Apple is introducing Account Recovery and Digital Legacy to cover off these situations (53:16 on the WWDC stream). While designed for consumers, both of these present interesting vectors for law enforcement too.
For example, Australia’s Assistance and Access Act allows tech firms to be served with ‘technical notices’ to develop new capabilities to access encrypted content.
There would undoubtedly be public outcry and brand fallout if it came to light Apple was secretly developing tools to access user’s content.
Are those consequences diminished if that access was via legitimate features and due process?
Account Recovery presumably resets the user’s password and so would be noticed if triggered to gain access.

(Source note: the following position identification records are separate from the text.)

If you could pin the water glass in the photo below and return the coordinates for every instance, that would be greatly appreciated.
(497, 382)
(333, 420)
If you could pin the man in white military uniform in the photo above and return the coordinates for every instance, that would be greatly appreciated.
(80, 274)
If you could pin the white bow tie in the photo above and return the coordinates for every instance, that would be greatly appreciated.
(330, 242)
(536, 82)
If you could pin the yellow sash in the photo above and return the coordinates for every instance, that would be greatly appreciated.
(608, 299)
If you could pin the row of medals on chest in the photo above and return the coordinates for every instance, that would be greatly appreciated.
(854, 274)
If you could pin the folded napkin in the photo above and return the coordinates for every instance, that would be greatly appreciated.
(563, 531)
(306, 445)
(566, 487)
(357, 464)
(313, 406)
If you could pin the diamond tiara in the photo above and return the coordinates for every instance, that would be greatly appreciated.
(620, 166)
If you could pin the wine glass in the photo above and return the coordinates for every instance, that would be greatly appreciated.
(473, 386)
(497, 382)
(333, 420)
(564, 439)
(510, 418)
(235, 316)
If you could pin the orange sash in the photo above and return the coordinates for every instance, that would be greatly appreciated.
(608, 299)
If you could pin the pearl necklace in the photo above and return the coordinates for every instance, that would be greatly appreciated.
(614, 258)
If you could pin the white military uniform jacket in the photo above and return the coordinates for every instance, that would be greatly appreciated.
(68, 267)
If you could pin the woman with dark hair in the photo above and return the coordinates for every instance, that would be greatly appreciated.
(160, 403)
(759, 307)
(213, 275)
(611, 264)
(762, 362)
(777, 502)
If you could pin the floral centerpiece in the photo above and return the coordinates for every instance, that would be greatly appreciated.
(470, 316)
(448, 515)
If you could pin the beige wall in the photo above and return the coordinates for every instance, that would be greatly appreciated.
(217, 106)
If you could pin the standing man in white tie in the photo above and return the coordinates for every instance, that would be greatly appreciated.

While it may be ‘too late’ the user would be aware.
Digital Legacy though… Well, that sounds like a wholesale way to copy and decrypt an entire user’s iCloud content.
Now, Apple famously faced off against the FBI and has been zealous in its promotion of privacy. (To great net benefit, I believe.) But it’s also a company and subject to local laws and regulations that increasingly collide with the company’s public ideals and values.
As it goes: only two things are certain in life: death and taxes.
In the last week, Apple announced features for one and will be swept up in the G7 15% min tax for the other.
As well as growing up and accepting the inevitable, perhaps Apple has also realised it needs tools to comply with nations where Private Relay is allowed?